Traducteur de Baudelaire, Stefan Georg a longtemps hésité entre le français et l’allemand avant de se mettre à écrire dans sa langue maternelle et à introduire le symbolisme en Allemagne par le moyen de la revue. Au cours de ses séjours prolongés en France, il fréquente les « mardis » de Mallarmé, dont il livrera un portrait dans la première livraison des Feuilles pour l’art. Je cite : « La saillie subite du geste de la main de la voix et (sourions !) même de la mèche caractéristique et des crochets finaux de l’écriture, une retenue presque timide et d’autre part une courtoisie enchanteresse qui conquiert les sympathies et une vénération durable, certaines manières légèrement britanniques avec pourtant le zèle d’un croyant pour sa cause : l’homme Stéphane Mallarmé. Le poète a-t-il travaillé sa vie durant aux méandres d’un labyrinthe dont aucun visiteur ne trouve le chemin du retour ? » Et de traduire pour ses lecteurs « ces lourdes phrases étincelantes », notamment l’Après-midi d’un faune, « rempli des senteurs de la terre et des eaux estivales ». L’aspect incantatoire et les mystères de la poésie de Mallarmé s’accordaient parfaitement au credo esthétique de l’auteur des Pèlerinages et de cette volonté de retrouver l’essence du dire poétique, sa dimension magique et symbolique qui ouvre à une relation au monde et au divin, même si Stefan George a lui-même qualifiée de « païenne » cette façon de « vivre le divin dans le sensible » et dans l’élément du langage, « d’arracher le mot à son cercle commun et de l’élever dans une sphère lumineuse ».
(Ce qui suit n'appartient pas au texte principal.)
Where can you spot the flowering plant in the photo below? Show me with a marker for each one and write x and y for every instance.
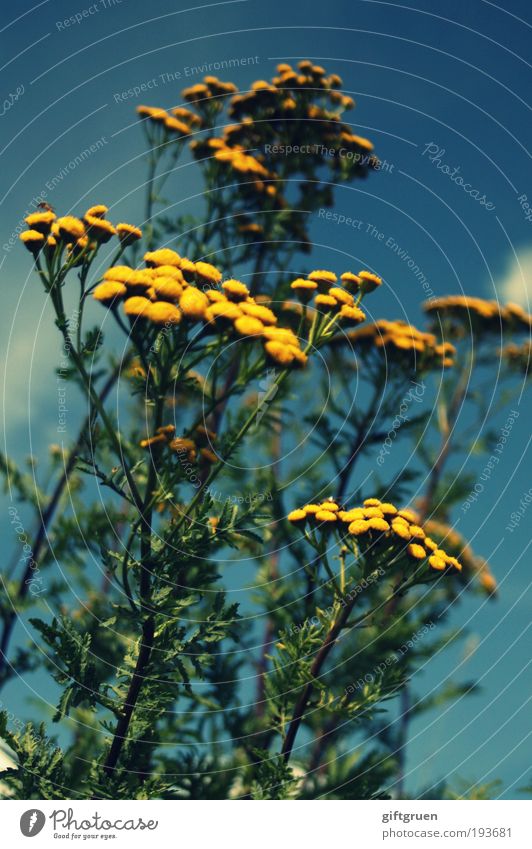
(169, 687)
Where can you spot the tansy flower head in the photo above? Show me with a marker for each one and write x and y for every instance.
(128, 234)
(350, 280)
(108, 291)
(325, 302)
(341, 296)
(163, 256)
(207, 273)
(324, 515)
(136, 306)
(32, 240)
(193, 303)
(99, 228)
(235, 290)
(324, 279)
(223, 312)
(167, 289)
(264, 314)
(416, 551)
(285, 355)
(41, 221)
(99, 210)
(297, 516)
(162, 312)
(248, 326)
(188, 269)
(68, 228)
(303, 288)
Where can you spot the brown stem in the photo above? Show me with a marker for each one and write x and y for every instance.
(41, 534)
(119, 738)
(315, 669)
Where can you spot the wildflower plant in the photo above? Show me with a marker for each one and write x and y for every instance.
(349, 592)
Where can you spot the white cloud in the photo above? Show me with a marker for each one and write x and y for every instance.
(516, 283)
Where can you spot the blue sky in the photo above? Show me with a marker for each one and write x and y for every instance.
(453, 87)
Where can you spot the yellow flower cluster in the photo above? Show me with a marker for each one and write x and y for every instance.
(259, 148)
(378, 522)
(180, 121)
(285, 89)
(80, 236)
(482, 315)
(456, 544)
(402, 342)
(198, 447)
(172, 288)
(329, 296)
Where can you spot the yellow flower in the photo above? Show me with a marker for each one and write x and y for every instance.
(40, 221)
(207, 273)
(437, 563)
(303, 288)
(184, 446)
(323, 278)
(168, 271)
(128, 234)
(193, 303)
(280, 334)
(235, 290)
(264, 314)
(215, 296)
(163, 256)
(99, 228)
(68, 228)
(32, 240)
(350, 280)
(416, 551)
(153, 113)
(359, 526)
(99, 210)
(379, 524)
(409, 515)
(223, 312)
(326, 302)
(136, 306)
(188, 268)
(324, 515)
(341, 296)
(351, 515)
(297, 516)
(373, 513)
(417, 532)
(108, 291)
(161, 312)
(208, 455)
(248, 326)
(401, 530)
(285, 355)
(352, 315)
(167, 289)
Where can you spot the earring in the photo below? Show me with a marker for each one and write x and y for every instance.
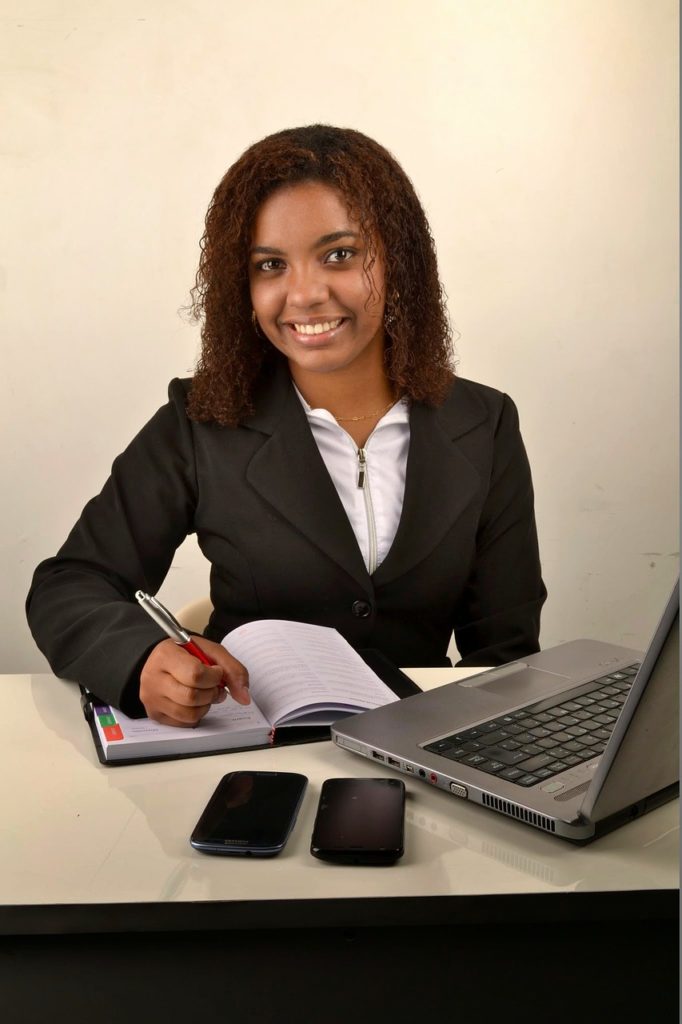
(390, 314)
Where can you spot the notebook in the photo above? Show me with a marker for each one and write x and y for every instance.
(574, 740)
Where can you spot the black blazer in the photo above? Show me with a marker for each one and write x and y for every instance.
(270, 523)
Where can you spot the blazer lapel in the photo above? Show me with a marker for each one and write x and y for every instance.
(440, 481)
(289, 473)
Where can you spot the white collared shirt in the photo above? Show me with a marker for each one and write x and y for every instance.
(371, 480)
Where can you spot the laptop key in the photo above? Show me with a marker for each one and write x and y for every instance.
(468, 734)
(530, 750)
(510, 744)
(494, 737)
(527, 780)
(540, 732)
(474, 760)
(507, 757)
(539, 762)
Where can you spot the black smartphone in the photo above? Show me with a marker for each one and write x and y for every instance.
(251, 813)
(359, 821)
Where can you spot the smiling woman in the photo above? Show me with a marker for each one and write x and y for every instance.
(333, 467)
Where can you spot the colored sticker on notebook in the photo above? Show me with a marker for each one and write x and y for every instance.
(113, 732)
Son Hommage à Verlaine dans le 5e Cahier de février 1895 n’est pas moins ajusté. Je cite : « Le chef socratique au front démesurément bosselé sous les sourcils effilés des yeux rêveurs et voluptueux comme ceux de l’animal des accents débonnaires et abrupts qui même dans la faiblesse et la misère ne manquent pas de noblesse et de simplicité : ce sont ceux de l’homme qui tremble dans toute élévation et qui se consume dans tout péché ». Stefan George évoque les Poèmes saturniens , qui jouent encore « les accents parnassiens », et les Fêtes galantes , qui nous mènent dans « le jardin rococo où des chevaliers poudrés et des dames maquillées se promènent nonchalamment ou dansent aux accents de guitares délicates ». « Mais sur cette France légère et séduisante – ajoute-t-il – il souffle l’air jamais encore ressenti d’une intériorité tourmentée et d’une mélancolie cadavérique ». Ce sont les Romances sans paroles qui d’après lui ont « ébranlé le plus toute une génération de poètes ». « Une couleur fait surgir des figures comme par enchantement tandis que trois traits fins forment le paysage et qu’un son timide rend l’émotion ».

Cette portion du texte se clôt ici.